Mammals’ trademark whiskers evolved before mammals even existed
Thrinaxodon was a fox-sized creature that lived 250 million years ago, before dinosaurs even existed. The short creature walked with its limbs out to its sides like a lizard, which it likely used to dig the burrows it seems to have lived in. Scientists now believe the squat creatures also sported some of the world’s first whiskers, which it passed down to its eventual mammalian descendants, including you and the furrier creatures we see around the world today.
Hard to find fossilized fuzz
While we have some direct fossil evidence of mammalian hair from Spinolestes xenarthosus, scientists knew that that 125-million-year-old creature wasn’t the first critter to sport hair or whiskers. Finding delicate filaments that once covered a fossilized body isn’t easy though, so researchers from the University of Witwatersrand started looking inside some skulls instead. Employing X-ray micro-tomography (or CT scans,) they were able to get 3D models of the delicate structures inside a fossilized Thrinaxodon skull. They weren’t looking for whiskers directly, instead focusing on the nerves where whiskers would have attached.

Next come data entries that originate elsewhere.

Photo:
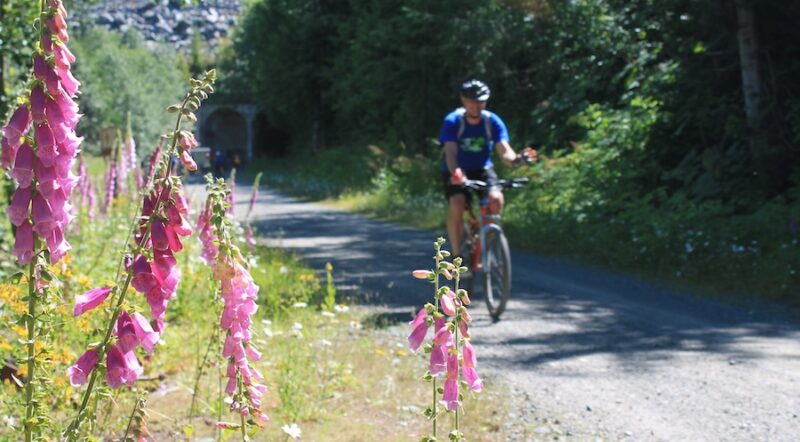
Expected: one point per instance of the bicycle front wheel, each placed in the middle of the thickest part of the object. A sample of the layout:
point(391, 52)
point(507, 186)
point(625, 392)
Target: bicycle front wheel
point(496, 273)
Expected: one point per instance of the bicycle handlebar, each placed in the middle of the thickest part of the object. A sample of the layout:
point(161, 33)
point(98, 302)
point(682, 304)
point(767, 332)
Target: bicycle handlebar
point(505, 184)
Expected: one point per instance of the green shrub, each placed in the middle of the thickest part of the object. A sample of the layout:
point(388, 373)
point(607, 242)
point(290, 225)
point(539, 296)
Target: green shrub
point(122, 76)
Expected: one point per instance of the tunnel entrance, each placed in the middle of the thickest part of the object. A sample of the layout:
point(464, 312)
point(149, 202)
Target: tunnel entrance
point(225, 130)
point(269, 140)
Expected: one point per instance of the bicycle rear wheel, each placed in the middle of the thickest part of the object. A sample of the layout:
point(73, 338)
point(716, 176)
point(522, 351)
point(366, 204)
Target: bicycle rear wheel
point(468, 280)
point(496, 273)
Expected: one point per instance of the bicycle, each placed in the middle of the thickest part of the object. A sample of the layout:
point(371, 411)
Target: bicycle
point(485, 246)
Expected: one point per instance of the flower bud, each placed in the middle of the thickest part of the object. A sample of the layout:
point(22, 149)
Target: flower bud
point(422, 274)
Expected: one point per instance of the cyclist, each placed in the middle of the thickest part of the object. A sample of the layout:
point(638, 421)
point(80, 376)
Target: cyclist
point(468, 136)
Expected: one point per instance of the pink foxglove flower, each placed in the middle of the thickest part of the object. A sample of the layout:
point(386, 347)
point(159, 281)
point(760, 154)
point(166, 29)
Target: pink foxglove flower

Signs of a sensitive snout
Soft tissue like nerves obviously wasn’t available either, but our skulls show where the nerves once were. A channel for the trigeminal nerve runs from the brain case to the snout of all reptiles and mammals. In reptiles, the nerve reaches the very front of the face, where it then splits up to provide control and sensory information. In mammals, the trigeminal nerve only goes part way down the snout, where it then spreads out to reach lips, noses and of course, the sensitive whiskers that let mammals feel their way around the world. As suspected, our ancient, therapsid ancestor, Thrinaxodon, had space for a very modern-looking trigeminal nerve, indicating that whiskers had already started to evolve before the beginning of the Mesozoic era.
As paleontologists put together the evolutionary history of mammals, it seems that a lot of key features developed very early on, even before true mammals existed. While many aspects of mammals, such as night vision, have been assumed to be reactions to surviving alongside dinosaurs, Thrinaxodon’s whiskers point to some key genes, like MSX2, starting the transition to our furry, milk-producing order very early on.